28 FÉVRIER 2021 PAR JULIEN SARTRE

Des milliers de manifestants ont défilé en Martinique, samedi 27 février, afin d’exiger un procès dans l’affaire de l’empoisonnement des populations et des sols au chlordécone. Aux Antilles françaises, l’annonce par des juges parisiens d’une possible prescription des faits génère émotion et indignation.

Fort-de-France (île de la Martinique).– « Jigé yo ! Kondamné yo ! », « Jugez-les ! Condamnez-les ! » En kreyol et en chansons, au son des tambours et des conques de lambis, sous les drapeaux rouge-vert-noir, des milliers de Martiniquais défilent dans les rues de Fort-de-France. Ils n’insultent plus le préfet sous ses fenêtres mais l’esprit frondeur aussi bien que la violence symbolique et politique du carnaval sont toujours là. En revanche, en ce samedi matin ensoleillé et chaud, il n’y a plus de trace des forces de l’ordre envoyées en nombre il y a quelques jours pour tenter de canaliser la fronde du mardi gras.

15 000 personnes ont défilé exigeant un procès dans l’affaire de l’empoisonnement des populations antillaises et des sols de Martinique et de Guadeloupe au pesticide, il n’est plus question de « respect des gestes barrières » ni de « distanciation sociale ». Plus d’une quarantaine d’associations, de syndicats, de partis politiques et de collectifs citoyens ont appelé à marcher « pour la justice » à Fort-de-France. Aucun uniforme n’est visible sur le trajet de l’imposante manifestation et il n’y en a pas davantage à l’arrivée du cortège sur l’emblématique place de la Savane.
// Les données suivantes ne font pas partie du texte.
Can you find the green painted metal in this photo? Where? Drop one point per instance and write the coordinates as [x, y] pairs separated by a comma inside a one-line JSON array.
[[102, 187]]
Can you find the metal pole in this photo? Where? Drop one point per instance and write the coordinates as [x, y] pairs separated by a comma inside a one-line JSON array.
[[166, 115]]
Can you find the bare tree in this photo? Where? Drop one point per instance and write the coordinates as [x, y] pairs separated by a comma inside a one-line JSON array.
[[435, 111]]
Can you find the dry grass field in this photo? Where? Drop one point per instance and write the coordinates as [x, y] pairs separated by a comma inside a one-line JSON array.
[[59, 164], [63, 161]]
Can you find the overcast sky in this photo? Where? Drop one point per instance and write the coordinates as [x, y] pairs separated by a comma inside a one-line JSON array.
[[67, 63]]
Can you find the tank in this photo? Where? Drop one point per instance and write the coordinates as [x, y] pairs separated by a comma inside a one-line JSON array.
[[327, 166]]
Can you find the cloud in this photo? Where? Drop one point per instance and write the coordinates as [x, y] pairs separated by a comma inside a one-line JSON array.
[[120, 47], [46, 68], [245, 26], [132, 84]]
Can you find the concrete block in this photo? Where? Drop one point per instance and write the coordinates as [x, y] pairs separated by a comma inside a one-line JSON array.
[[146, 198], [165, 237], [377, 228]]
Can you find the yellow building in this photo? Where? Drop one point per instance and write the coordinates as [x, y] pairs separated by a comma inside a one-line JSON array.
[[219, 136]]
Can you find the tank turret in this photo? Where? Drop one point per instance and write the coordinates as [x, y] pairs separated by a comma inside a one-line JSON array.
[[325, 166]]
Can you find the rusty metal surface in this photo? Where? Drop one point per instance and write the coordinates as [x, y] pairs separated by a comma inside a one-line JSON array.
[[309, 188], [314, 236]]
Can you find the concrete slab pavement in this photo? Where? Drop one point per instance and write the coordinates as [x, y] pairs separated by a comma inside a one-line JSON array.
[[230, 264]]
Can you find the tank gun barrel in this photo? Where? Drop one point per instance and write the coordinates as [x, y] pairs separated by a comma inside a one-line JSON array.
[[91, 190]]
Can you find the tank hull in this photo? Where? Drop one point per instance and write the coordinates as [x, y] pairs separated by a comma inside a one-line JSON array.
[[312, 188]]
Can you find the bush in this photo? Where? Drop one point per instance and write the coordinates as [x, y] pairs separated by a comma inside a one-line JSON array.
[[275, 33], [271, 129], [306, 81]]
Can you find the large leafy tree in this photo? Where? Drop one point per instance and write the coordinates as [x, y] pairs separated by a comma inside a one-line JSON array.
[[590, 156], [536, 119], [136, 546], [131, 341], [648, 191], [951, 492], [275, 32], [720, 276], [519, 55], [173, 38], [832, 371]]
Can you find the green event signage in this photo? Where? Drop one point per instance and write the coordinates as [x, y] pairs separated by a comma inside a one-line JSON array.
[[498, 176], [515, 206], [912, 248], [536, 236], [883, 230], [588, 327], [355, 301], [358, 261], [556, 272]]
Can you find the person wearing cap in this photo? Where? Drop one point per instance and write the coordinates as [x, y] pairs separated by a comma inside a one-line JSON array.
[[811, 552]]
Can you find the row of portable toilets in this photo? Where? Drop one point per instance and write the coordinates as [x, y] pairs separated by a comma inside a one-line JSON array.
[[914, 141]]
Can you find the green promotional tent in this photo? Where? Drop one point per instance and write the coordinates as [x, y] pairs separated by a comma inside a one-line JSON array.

Un militant drapé du drapeau « rouge-vert-noir » sur la place de la Savane, à Fort-de-France, samedi 27 février. © JS

« Matinik lévé ! Jigé yo ! Kondamné yo ! Nou ka pa kémandé jistis, nou ka exigé jistis ! », « La justice ne se quémande pas, elle s’exige ! » Les prises de parole, sur la place de la Savane, sont à l’image du défilé dans son ensemble : enfiévrées mais pacifiques. « Treize ans après notre première plainte, l’affaire a été dépaysée à Paris – comme toujours –, personne n’est mis en examen, nous apprenons que des pièces essentielles du dossier ont disparu et on voudrait nous faire croire que nous avons porté plainte trop tard !, s’emporte, en kreyol matinik, Raphael Constant, avocat au barreau de Martinique. À chaque fois qu’on a demandé à un ouvrier agricole de mettre du chlordécone au pied d’un bananier, et cela s’est produit de bien trop nombreuses fois depuis 1990, c’était un délit et cela doit être poursuivi ! Il s’agit de “mise en danger de la vie d’autrui” et “d’administration de substances nuisibles”. Les gens qui l’ont fabriqué, ceux qui l’ont acheté, ceux qui l’ont vendu, tous savaient que c’était dangereux : il s’agit d’un empoisonnement et cela doit être puni. Nous connaissons les responsables, tout le monde les connaît. »

Utilisé entre 1972 et 1993, le chlordécone, un puissant pesticide utilisé afin de lutter contre un ravageur de la banane, a contaminé les populations des Antilles et les ouvriers agricoles en premier lieu, mais aussi les sols, les rivières, les nappes phréatiques. Plusieurs études récentes démontrent à la fois la dangerosité du produit – classé cancérogène par l’Organisation mondiale de la santé (OMS) – mais aussi la prévalence de la contamination chez les Guadeloupéens et Martiniquais : 92 % de la population est concernée.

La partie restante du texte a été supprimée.